The woman darted her eyes up at him, her expression vulnerable and afraid. Finally, as if registering his question, her expression softened into a hesitant smile.


“What’s the catch?”, she asked, adjusting the toddler in her arms.


He lifted a black gloved hand off the steering wheel and waved it nonchalantly.


“For you and the tot? Nothing. I simply want to aid you both in your journey someplace safe”.


The woman looked down at her child then back at the stranger dressed in black . She almost didn’t notice the dark vehicle, not until he stopped to offer her a ride.


‘That was nice of him’, she thought, ‘many people had passed by, but he was the first one to actually offer them a ride’.


She chewed the inside of her cheek nervously and craned her neck to examine the changing sky. It was about to rain soon, and by the looks of the low hanging grey clouds, it would rain hard.


Slowly she nodded, finally deciding that if this man didn’t turn out to be a serial killer, she’d be risking her and her daughters lives in the freezing weather and possibly endangering them anyway.


“Okay sir. Thank you”, she said, as He unlocked the doors and gestured for her and the child to get into the back seat.


She did as He instructed, sliding into the backseat and buckling both her and her daughters seatbelt. As the woman recited the location she wanted to be dropped off at, she didn’t notice the pair of eyes looking at her through the rear view mirror.


His eyes, which had been dark, flat discs only moments ago, suddenly turned to a pulsating red, his gaze devouring the view in the backseat.


He wasn’t the biggest fan of separating a mother from her daughter, especially when it seemed that the young one had only her mother to care for her, but even his own morals were unable to compete with the urges of the beast within him. The monster pressed against the walls of his skin, begging to be let lose and He fought hard to contain it, knowing that it was only a matter of time before he lost the battle entirely.

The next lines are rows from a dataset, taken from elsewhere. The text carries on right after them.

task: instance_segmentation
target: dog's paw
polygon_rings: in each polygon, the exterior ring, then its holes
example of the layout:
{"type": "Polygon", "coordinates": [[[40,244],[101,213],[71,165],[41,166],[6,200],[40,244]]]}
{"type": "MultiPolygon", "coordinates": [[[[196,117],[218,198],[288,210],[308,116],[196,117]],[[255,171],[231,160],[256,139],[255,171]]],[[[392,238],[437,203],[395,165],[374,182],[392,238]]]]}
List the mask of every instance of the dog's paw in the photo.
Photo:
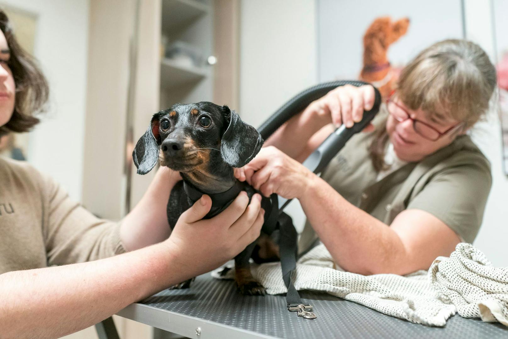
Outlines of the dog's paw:
{"type": "Polygon", "coordinates": [[[189,279],[188,280],[186,280],[184,282],[182,282],[179,284],[177,284],[174,286],[171,286],[170,287],[169,290],[182,290],[184,288],[189,288],[190,287],[190,284],[194,281],[196,278],[194,278],[192,279],[189,279]]]}
{"type": "Polygon", "coordinates": [[[257,281],[246,282],[245,284],[237,284],[240,293],[244,295],[265,295],[266,290],[264,286],[257,281]]]}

This thing inside him was insatiable, a cruel beast that collected souls and stored them somewhere deep. Even now, as his hands tightened around the steering wheel, forcing the creature to back down, he felt the souls skittering across his bones, punishing him for something he couldn’t control.


He was no religious man, but as he looked up through the mirror and saw the woman lean down and kiss the child atop her head, he wished he was.


Maybe then he’d be forgiven for what he was about to do.